Not a pro here, just trying to help.
Darrell posted some good links. Those guys are racing and do a lot of tear down, check and reassemble but maybe you will just build it once and drive? Those guys will add shims as the spring looses pressure over time until you cant add more shims. At that point, they replace a spring. Tear downs and checks happen pretty regularly for those guys.
I do not do that. Maybe pay attention to what they are doing, and just do it one time to set up your heads.
The spring requirements are set by the cam supplier. The required seat pressure and spring rate are what you need to keep in mind. The "spring rate" is how stiff it is as it compresses. The spring will provide a stiffness described as "pounds of force per inch of deflection". How stiff is the spring? Just math.... (Open pressure-seat pressure)/(installed height-open height) = Spring rate....expressed as "pounds of pressure/inch of deflection". "Open pressure" comes from the "open height" spring specs, not the actual cam you are using so don't get confused. Springs can work on more than one cam so the spring spec needs to be generic.
Installed height gives you "seat pressure". Full actual cam lift gives you "nose pressure". Need to have enough pressure to control the valve train but not so much that it wears or damages components.
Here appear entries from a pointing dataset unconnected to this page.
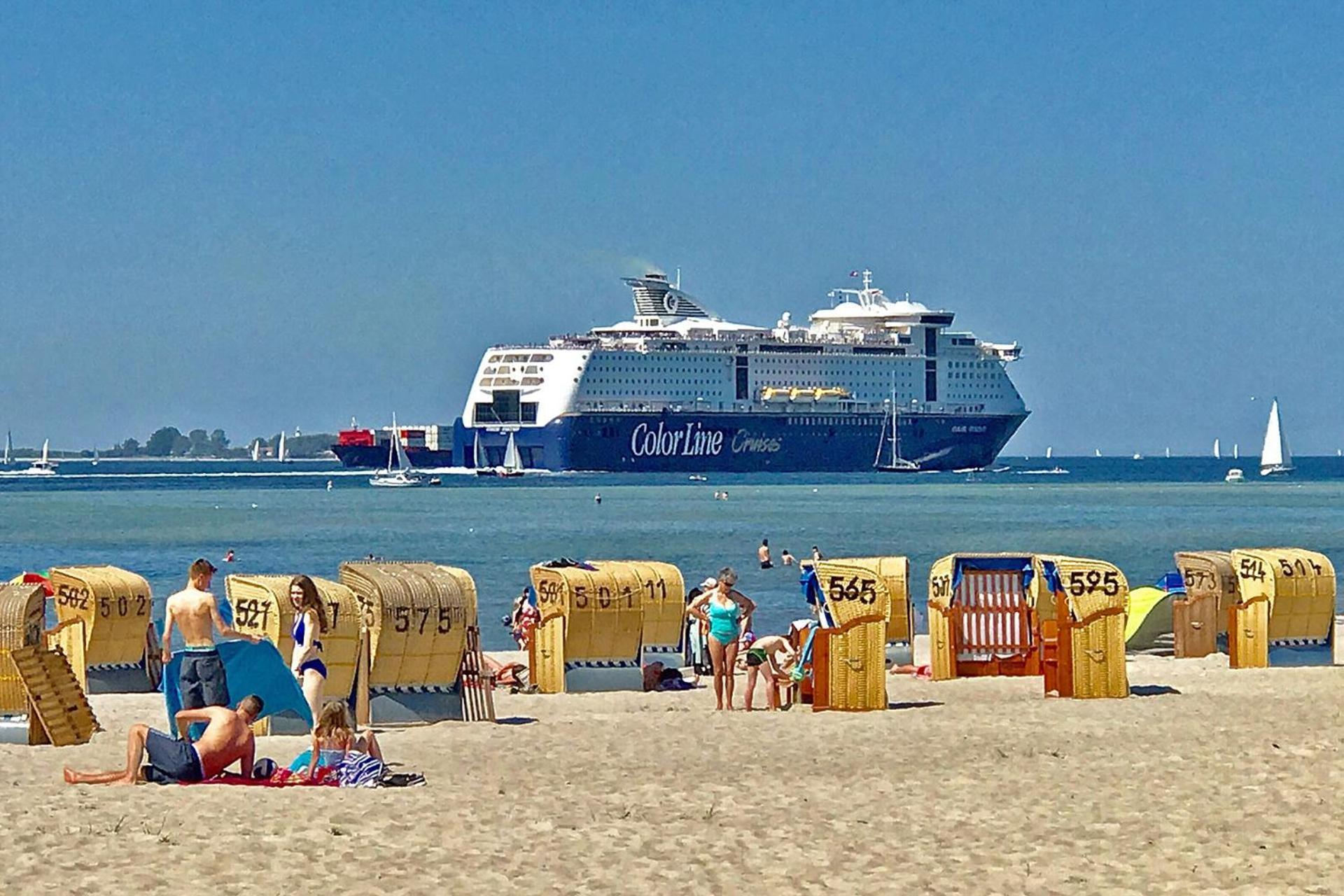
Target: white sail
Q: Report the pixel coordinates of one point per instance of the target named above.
(512, 461)
(403, 463)
(1275, 454)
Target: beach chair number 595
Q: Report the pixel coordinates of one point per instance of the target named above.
(862, 592)
(1092, 580)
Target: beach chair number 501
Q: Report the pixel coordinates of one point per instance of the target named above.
(1092, 582)
(854, 590)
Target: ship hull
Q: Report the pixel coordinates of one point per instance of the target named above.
(705, 442)
(375, 456)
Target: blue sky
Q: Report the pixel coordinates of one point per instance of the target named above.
(262, 218)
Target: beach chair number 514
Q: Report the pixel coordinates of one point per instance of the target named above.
(1092, 580)
(862, 592)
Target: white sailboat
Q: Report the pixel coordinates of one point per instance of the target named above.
(512, 460)
(892, 463)
(400, 473)
(43, 466)
(1275, 456)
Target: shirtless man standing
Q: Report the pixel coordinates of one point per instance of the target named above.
(194, 610)
(766, 659)
(227, 739)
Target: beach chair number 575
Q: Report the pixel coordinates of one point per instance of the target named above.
(862, 592)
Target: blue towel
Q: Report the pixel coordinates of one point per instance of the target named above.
(251, 668)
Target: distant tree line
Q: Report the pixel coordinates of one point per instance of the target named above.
(169, 441)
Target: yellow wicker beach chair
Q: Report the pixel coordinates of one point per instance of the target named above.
(22, 617)
(593, 620)
(983, 615)
(860, 596)
(662, 605)
(416, 617)
(1287, 601)
(1210, 593)
(1085, 599)
(262, 608)
(121, 644)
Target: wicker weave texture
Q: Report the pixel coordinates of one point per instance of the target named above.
(22, 615)
(604, 621)
(663, 597)
(1210, 575)
(858, 666)
(1300, 587)
(416, 615)
(262, 606)
(115, 605)
(546, 654)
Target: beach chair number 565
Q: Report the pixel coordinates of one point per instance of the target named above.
(862, 592)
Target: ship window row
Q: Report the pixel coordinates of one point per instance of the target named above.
(828, 421)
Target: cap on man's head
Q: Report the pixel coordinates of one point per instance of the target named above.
(202, 567)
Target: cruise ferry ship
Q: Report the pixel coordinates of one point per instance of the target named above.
(679, 388)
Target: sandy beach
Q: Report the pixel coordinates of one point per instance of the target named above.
(1214, 780)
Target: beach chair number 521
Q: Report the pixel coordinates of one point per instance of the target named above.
(1093, 580)
(862, 592)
Your valve train cost and complexity will increase as spring rate goes up.
Add shims to provide the required seat pressure on a spring that meets the spring rate required but make sure you have at least .030" available additional spring travel available before you go into full spring bind zero space between the coils. Watch the actual installed nose pressure to determine if you need to upgrade the studs, rockers, seals, pushrods, guide plates, etc.